The Albemarle Board of Supervisors is keeping three options on the table to pay for a state mandate to expand the scope of its water resources protection program.
The county is expected to increase spending on the program from $414,000 in the next fiscal year to $1.23 million in 2019 to comply with changes to the Virginia Stormwater Management Program.
“The county will have additional responsibilities for monitoring and reporting compliance,” said Greg Kamptner, deputy county attorney.
The additional money will pay for inspectors and reviewers to look over blueprints for how development projects will mitigate the velocity of stormwater created after undeveloped land is disturbed.
Work performed by the new staff members also will allow the county to qualify for a new Department of Environmental Quality permit to discharge stormwater into the Chesapeake Bay watershed.
The permit is a separate but related mandate driven by the state’s need to comply with a U.S. Environmental Protection Agency requirement to reduce pollution that reaches the waterway.
Funding options include increasing the tax rate and dedicating the additional revenue to the program; creating a service district where residents and businesses would pay a separate tax; and a stormwater utility fee similar to one Charlottesville enacted last year.
Under the fee, property owners would pay based on the amount of impervious surface on their property.
Staff’s recommendation is to initiate a service district where a separate tax would be levied based on property value.
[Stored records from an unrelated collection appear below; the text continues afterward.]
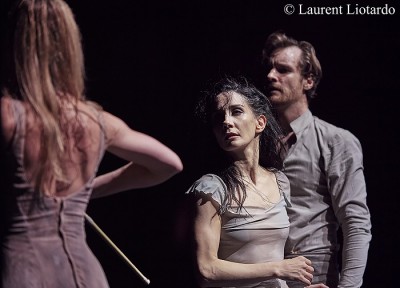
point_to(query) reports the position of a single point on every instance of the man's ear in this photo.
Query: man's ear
(308, 83)
(261, 123)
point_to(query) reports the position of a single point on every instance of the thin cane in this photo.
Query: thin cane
(98, 229)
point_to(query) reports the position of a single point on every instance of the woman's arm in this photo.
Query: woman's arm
(216, 272)
(149, 161)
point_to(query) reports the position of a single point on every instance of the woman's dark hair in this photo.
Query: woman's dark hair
(270, 138)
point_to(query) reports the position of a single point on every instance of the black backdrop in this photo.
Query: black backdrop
(148, 60)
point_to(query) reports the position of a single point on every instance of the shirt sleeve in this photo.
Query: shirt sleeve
(210, 186)
(349, 198)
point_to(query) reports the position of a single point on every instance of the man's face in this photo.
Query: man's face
(285, 82)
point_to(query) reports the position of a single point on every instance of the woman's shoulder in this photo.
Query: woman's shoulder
(283, 181)
(209, 184)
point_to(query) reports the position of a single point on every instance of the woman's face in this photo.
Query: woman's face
(234, 124)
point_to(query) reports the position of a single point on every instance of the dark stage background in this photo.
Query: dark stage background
(147, 62)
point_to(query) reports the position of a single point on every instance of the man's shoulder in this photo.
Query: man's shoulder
(330, 131)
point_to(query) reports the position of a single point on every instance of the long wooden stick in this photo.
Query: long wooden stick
(111, 243)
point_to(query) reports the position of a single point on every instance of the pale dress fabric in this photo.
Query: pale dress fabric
(254, 234)
(44, 243)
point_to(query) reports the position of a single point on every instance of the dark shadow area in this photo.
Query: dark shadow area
(148, 61)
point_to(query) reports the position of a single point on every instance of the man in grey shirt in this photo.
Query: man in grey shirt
(324, 164)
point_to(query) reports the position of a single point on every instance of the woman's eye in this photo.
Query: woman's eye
(236, 111)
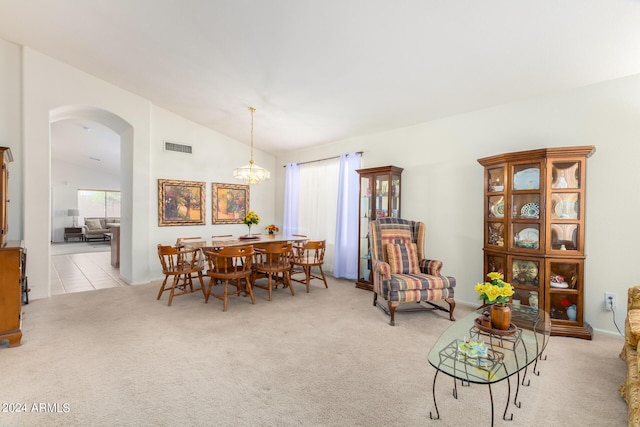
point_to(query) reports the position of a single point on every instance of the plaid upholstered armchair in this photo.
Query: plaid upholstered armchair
(400, 272)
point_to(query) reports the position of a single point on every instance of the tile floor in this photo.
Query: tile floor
(83, 272)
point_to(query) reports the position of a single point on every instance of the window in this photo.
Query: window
(99, 203)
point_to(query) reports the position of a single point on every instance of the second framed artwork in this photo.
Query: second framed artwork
(181, 202)
(230, 203)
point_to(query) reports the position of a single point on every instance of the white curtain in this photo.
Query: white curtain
(318, 204)
(346, 240)
(291, 199)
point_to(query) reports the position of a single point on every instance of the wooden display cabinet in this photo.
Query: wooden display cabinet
(534, 219)
(12, 260)
(380, 189)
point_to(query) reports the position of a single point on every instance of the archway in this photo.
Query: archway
(125, 133)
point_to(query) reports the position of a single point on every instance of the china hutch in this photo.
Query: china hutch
(534, 229)
(12, 259)
(379, 198)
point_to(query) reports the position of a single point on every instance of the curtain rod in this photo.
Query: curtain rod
(321, 160)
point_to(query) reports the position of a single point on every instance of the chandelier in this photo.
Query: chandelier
(251, 174)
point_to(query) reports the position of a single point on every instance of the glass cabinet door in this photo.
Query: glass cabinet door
(379, 198)
(395, 196)
(524, 207)
(565, 289)
(525, 277)
(365, 217)
(565, 208)
(495, 206)
(382, 196)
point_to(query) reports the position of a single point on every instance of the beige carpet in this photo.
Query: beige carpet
(118, 357)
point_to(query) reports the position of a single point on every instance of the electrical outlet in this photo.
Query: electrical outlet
(609, 301)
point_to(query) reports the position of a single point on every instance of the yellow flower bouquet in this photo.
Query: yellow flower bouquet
(495, 291)
(251, 218)
(272, 228)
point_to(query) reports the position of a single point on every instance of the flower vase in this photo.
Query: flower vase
(500, 316)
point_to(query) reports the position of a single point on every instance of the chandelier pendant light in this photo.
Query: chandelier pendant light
(251, 174)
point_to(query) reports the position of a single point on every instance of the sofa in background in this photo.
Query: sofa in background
(94, 228)
(630, 390)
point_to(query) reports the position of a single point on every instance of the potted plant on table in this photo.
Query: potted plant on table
(497, 293)
(272, 229)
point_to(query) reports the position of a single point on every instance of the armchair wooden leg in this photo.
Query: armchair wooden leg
(164, 283)
(208, 292)
(392, 312)
(452, 305)
(204, 292)
(249, 288)
(286, 281)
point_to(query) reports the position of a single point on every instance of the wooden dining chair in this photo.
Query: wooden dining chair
(182, 266)
(307, 256)
(273, 262)
(179, 240)
(230, 265)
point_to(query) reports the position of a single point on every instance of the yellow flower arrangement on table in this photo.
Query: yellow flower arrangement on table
(496, 291)
(272, 228)
(251, 218)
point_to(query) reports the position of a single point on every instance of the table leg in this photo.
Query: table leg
(433, 391)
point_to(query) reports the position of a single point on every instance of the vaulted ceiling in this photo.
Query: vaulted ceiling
(323, 70)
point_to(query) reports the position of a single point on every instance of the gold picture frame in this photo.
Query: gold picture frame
(181, 202)
(230, 203)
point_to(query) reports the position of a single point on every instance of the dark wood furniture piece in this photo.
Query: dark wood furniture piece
(380, 189)
(534, 230)
(180, 265)
(307, 256)
(12, 282)
(230, 265)
(273, 262)
(72, 232)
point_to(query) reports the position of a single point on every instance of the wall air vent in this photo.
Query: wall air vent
(180, 148)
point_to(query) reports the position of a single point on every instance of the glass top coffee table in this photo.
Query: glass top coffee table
(471, 353)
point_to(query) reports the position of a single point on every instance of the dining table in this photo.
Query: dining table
(256, 240)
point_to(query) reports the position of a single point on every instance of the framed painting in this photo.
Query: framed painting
(181, 202)
(230, 203)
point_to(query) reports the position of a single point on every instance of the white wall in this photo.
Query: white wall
(49, 86)
(213, 160)
(11, 130)
(443, 183)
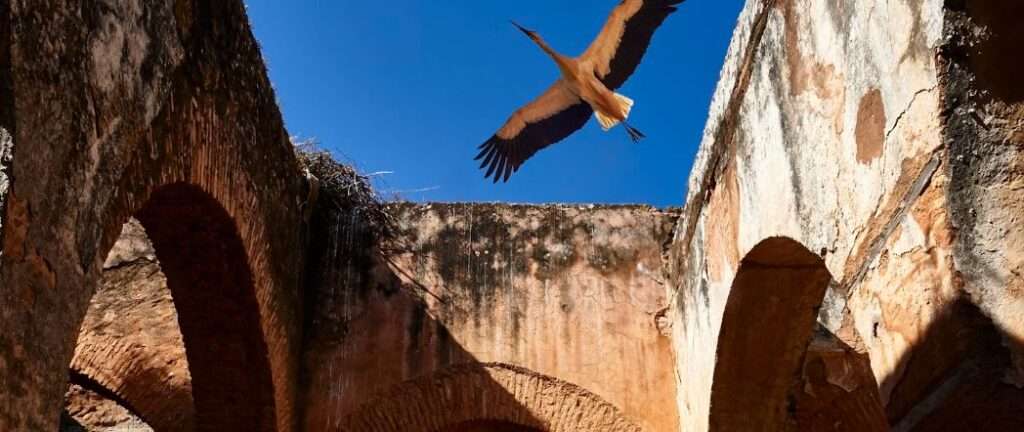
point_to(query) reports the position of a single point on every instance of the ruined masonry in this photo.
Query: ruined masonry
(849, 257)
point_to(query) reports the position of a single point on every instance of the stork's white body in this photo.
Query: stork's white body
(587, 87)
(581, 78)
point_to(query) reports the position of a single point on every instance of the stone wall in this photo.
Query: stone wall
(130, 344)
(869, 133)
(849, 256)
(570, 293)
(160, 111)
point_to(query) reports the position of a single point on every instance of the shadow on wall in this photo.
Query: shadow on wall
(774, 372)
(130, 358)
(778, 370)
(376, 359)
(207, 272)
(957, 378)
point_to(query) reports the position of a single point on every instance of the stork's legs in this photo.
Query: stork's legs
(635, 134)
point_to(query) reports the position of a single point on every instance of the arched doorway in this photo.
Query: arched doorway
(206, 266)
(480, 397)
(489, 426)
(771, 352)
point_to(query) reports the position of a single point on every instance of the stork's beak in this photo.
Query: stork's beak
(528, 33)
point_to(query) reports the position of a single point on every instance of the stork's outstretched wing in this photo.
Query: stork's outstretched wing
(620, 47)
(547, 120)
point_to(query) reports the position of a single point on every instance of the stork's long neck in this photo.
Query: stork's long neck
(561, 60)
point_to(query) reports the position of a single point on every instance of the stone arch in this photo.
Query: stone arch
(207, 269)
(130, 346)
(184, 109)
(472, 395)
(768, 327)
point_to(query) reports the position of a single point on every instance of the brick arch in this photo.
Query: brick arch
(138, 379)
(202, 256)
(180, 102)
(768, 324)
(471, 395)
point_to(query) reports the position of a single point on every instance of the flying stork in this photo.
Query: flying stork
(587, 86)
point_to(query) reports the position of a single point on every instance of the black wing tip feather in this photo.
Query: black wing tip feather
(499, 164)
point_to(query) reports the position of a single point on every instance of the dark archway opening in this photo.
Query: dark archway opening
(774, 360)
(207, 267)
(201, 254)
(488, 426)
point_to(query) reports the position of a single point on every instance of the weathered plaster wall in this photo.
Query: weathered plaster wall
(835, 124)
(121, 106)
(570, 293)
(130, 343)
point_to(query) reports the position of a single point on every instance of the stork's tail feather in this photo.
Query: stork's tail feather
(625, 106)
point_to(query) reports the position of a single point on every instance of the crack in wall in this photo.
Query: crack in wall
(909, 199)
(907, 109)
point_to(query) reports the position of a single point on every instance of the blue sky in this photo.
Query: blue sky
(413, 87)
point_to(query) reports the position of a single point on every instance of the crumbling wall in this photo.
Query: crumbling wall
(836, 124)
(130, 344)
(164, 107)
(570, 293)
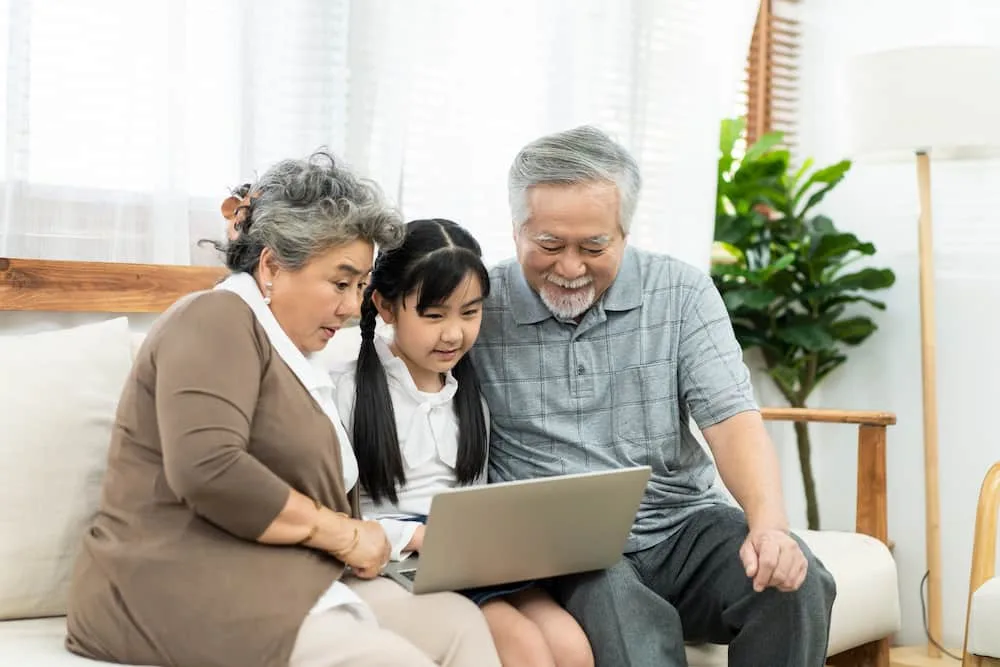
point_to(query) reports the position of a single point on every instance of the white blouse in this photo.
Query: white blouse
(427, 429)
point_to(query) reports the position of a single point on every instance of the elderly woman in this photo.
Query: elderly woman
(229, 509)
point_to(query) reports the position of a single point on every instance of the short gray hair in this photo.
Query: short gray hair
(302, 208)
(583, 154)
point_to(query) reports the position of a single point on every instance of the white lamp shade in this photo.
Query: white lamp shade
(940, 99)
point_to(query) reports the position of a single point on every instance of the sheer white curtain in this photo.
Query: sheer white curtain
(125, 121)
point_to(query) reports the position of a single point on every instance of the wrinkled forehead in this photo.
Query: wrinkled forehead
(574, 212)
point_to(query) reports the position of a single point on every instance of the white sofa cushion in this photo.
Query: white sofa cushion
(59, 397)
(984, 620)
(39, 643)
(867, 603)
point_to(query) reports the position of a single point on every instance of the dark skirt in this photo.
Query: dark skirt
(483, 594)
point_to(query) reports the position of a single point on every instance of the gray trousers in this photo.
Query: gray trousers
(692, 587)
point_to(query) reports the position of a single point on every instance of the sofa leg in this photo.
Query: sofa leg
(872, 654)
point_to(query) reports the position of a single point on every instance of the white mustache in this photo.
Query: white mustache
(569, 284)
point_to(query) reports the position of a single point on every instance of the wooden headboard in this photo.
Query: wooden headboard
(98, 287)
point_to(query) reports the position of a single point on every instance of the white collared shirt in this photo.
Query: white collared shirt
(427, 429)
(320, 387)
That would be easier to set up, according to County Executive Thomas L. Foley.
“The complications of setting up a utility are such that we don’t think we can get a utility in place by the next fiscal year,” Foley said.
“We’re encouraging development to go up, which could mean that property value could be higher but its runoff may be minimal,” Sheffield said. “Someone who has a smaller footprint will have less runoff, but that doesn’t mean they have smaller home values.”
Supervisors asked for a roundtable with developers and other stakeholders to be held before they make a decision on how to proceed.
“I would prefer not to take any of the options off the table before we’ve gotten roundtable feedback from the public,” said Supervisor Kenneth C. Boyd.
However, staff said there had to be some additional funding beginning July 1, when the new fiscal year begins.
“If you’re going to go with the general fund, it’s going to have to be adopted as part of the budget and be reflected in the tax rate you set in April,” county attorney Larry Davis said. “If you do a service district, the budget is going to be based on adopting it prior to July 1 so the first billing would be in December.”
The county currently has three and a half inspector positions, but will increase that to five next fiscal year to accommodate the need to conduct more on-site reviews to comply with the new regulations. An additional engineer also will need to be hired to review plans before they are approved.
Furthermore, at least two more additional staff members will need to be hired in the next few years.
“We’re trying to phase in staff as we anticipate we’re going to need them,” said Mark Graham, the county’s director of community development.
Additionally, Albemarle needs to adopt a new water protection ordinance to reflect new requirements mandated under the Virginia Stormwater Management Program.
The county is required to submit a draft of an amended ordinance to the DEQ by Wednesday. A public hearing on the new ordinance must be held by May 15 and new regulations must be in place by July 1.
However, the General Assembly could delay these deadlines. At least two bills have been filed to allow counties one more year to pass an ordinance, including one by Sen. Emmett Hanger, R-Mount Solon.
Neil Williamson, of the Free Enterprise Forum, said during a public comment period at last week’s Board of Supervisors meeting that he was alarmed at the increase in land disturbance fees that developers would pay under the amended ordinance. This would be in addition to whatever ongoing fees or taxes they would pay to comply with the stormwater permit.
“A number of people are feeling as though they’re going to be hit twice,” Williamson said. “They’re putting in the best possible water protection elements.”
State law also will require that 28 percent of fees paid by developers would go straight to the DEQ to help the agency cover the cost of its own review.